The DLS successfully discriminated between photographs of MP and SP, with an AUC of 0.93 (95% confidence interval [CI] 0.89-0.96) and an accuracy, sensitivity, and specificity of 87.9%, 91.8%, and 86.2%, respectively. This performance was comparable with that of the 3 neuro-ophthalmologists (84.1%, 91.8%, and 73.9%, = 0.19, = 1, = 0.09, respectively).
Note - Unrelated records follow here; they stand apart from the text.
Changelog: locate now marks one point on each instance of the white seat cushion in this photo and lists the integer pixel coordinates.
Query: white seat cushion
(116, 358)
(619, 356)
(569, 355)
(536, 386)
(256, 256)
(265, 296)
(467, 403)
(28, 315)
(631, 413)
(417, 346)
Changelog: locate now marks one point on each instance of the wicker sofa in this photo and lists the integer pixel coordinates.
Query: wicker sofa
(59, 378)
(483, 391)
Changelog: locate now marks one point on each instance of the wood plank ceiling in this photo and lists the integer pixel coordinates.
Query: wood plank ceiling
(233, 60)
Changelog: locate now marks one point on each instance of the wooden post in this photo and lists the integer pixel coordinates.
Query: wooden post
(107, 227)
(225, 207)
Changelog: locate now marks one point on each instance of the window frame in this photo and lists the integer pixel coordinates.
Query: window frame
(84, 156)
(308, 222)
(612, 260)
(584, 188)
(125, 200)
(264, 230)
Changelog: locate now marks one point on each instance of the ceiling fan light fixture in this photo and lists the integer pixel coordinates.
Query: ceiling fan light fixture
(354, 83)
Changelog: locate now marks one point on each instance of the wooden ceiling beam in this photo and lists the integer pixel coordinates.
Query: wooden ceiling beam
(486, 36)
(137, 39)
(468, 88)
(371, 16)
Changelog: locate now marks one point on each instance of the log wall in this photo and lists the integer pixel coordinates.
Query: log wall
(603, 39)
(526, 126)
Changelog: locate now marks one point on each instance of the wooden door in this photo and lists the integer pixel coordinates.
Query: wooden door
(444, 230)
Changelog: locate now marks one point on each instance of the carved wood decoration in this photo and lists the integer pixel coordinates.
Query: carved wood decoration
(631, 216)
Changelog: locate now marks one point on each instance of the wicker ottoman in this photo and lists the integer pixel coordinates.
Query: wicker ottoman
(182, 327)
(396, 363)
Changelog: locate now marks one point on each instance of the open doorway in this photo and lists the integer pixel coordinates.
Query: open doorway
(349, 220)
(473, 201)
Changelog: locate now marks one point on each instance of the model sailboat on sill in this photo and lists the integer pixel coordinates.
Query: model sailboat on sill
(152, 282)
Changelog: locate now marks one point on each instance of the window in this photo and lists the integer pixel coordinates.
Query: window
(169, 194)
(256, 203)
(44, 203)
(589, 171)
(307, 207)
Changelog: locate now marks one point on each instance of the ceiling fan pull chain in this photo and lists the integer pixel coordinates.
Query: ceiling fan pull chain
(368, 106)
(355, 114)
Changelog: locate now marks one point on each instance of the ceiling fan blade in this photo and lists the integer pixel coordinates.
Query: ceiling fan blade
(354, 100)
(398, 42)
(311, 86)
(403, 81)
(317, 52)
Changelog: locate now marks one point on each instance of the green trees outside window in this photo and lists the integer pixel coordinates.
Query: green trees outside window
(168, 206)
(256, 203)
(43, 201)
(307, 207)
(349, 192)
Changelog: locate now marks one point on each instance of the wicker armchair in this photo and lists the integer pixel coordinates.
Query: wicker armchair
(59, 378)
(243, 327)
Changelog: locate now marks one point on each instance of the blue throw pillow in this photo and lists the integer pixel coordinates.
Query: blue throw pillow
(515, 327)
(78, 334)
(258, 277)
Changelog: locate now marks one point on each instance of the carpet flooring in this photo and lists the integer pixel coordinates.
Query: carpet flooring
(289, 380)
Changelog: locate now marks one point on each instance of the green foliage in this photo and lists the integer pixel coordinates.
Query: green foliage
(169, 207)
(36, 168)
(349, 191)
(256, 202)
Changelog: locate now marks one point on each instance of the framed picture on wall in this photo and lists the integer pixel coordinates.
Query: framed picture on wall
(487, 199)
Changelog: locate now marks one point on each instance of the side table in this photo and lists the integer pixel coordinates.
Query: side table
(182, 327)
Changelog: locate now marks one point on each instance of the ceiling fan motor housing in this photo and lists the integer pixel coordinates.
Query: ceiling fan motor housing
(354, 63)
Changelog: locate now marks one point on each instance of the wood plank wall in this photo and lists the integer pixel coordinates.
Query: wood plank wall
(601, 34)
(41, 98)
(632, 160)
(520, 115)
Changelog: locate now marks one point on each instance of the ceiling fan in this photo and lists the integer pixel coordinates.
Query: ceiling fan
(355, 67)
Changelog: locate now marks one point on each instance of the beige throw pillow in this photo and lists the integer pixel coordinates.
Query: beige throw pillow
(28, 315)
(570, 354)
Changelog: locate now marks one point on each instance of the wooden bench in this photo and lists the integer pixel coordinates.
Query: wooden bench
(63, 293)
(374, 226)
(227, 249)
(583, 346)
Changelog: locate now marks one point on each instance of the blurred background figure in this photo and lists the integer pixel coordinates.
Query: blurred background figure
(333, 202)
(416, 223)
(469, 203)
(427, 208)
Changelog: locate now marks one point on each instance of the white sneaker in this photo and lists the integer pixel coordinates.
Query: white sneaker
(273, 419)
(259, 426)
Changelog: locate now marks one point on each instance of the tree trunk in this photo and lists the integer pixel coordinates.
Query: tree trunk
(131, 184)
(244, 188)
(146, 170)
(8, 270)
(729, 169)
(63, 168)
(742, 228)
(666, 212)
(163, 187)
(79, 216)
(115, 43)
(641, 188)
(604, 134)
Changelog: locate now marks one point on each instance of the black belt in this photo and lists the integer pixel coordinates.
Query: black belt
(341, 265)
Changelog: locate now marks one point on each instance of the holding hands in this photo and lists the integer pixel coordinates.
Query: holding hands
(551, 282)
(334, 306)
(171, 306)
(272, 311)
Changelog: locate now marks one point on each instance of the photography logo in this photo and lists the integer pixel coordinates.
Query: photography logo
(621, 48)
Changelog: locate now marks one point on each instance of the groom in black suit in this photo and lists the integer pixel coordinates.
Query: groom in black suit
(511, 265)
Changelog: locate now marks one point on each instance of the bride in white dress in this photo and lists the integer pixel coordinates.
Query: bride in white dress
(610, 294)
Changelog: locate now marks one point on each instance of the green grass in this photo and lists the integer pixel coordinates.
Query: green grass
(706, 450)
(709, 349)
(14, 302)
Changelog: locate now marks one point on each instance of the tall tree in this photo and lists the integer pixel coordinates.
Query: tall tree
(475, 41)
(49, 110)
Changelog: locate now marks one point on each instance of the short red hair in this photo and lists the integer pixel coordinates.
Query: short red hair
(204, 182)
Misclassification by the DLS was mainly observed for moderate papilledema (Frisén grade 3). Agreement scores between the DLS and the neuro-ophthalmologists' evaluation was 0.62 (95% CI 0.57-0.68), whereas the intergrader agreement among the 3 neuro-ophthalmologists was 0.54 (95% CI 0.47-0.62).
Our DLS accurately classified the severity of papilledema on an independent set of mydriatic fundus photographs, achieving a comparable performance with that of independent neuro-ophthalmologists.
This study provides Class II evidence that a DLS using mydriatic retinal fundus photographs accurately classified the severity of papilledema associated in patients with a diagnosis of increased intracranial pressure.
评估深度学习系统(DLS)在分类伴有颅内压升高的视盘水肿严重程度方面的表现,该系统通过对标准眼底视网膜照片进行自动分析。
DLS 经训练,可对 965 名患者(2103 张散瞳眼底照片)的视盘水肿严重程度进行自动分类,这些患者代表了一组经证实颅内压升高的多种族患者队列。训练过程中,使用专家小组分类的 1052 张轻度/中度视盘水肿(MP)和 1051 张重度视盘水肿(SP)照片。通过计算受试者工作特征曲线下面积(AUC)、准确性、敏感度和特异性,测试 DLS 与 3 位独立神经眼科医生的表现。在 111 名患者(214 张照片,92 张 MP,122 张 SP)中进行测试,由 DLS 与 3 位分级员中的每一位以及分级员之间的kappa 一致性评分来评估。
DLS 成功区分了 MP 和 SP 的照片,AUC 为 0.93(95%置信区间 [CI] 0.89-0.96),准确性、敏感度和特异性分别为 87.9%、91.8%和 86.2%。这一表现与 3 位神经眼科医生(84.1%、91.8%和 73.9%, = 0.19, = 1, = 0.09)相当。DLS 的错误分类主要发生在中度视盘水肿(Frisén 分级 3)。DLS 与神经眼科医生评估之间的一致性评分为 0.62(95%CI 0.57-0.68),而 3 位神经眼科医生之间的分级员间一致性为 0.54(95%CI 0.47-0.62)。
我们的 DLS 可以准确地对散瞳眼底照片进行视盘水肿严重程度的分类,其表现与独立的神经眼科医生相当。
本研究提供了 II 级证据,表明使用散瞳视网膜眼底照片的 DLS 可准确分类伴有颅内压升高的视盘水肿严重程度。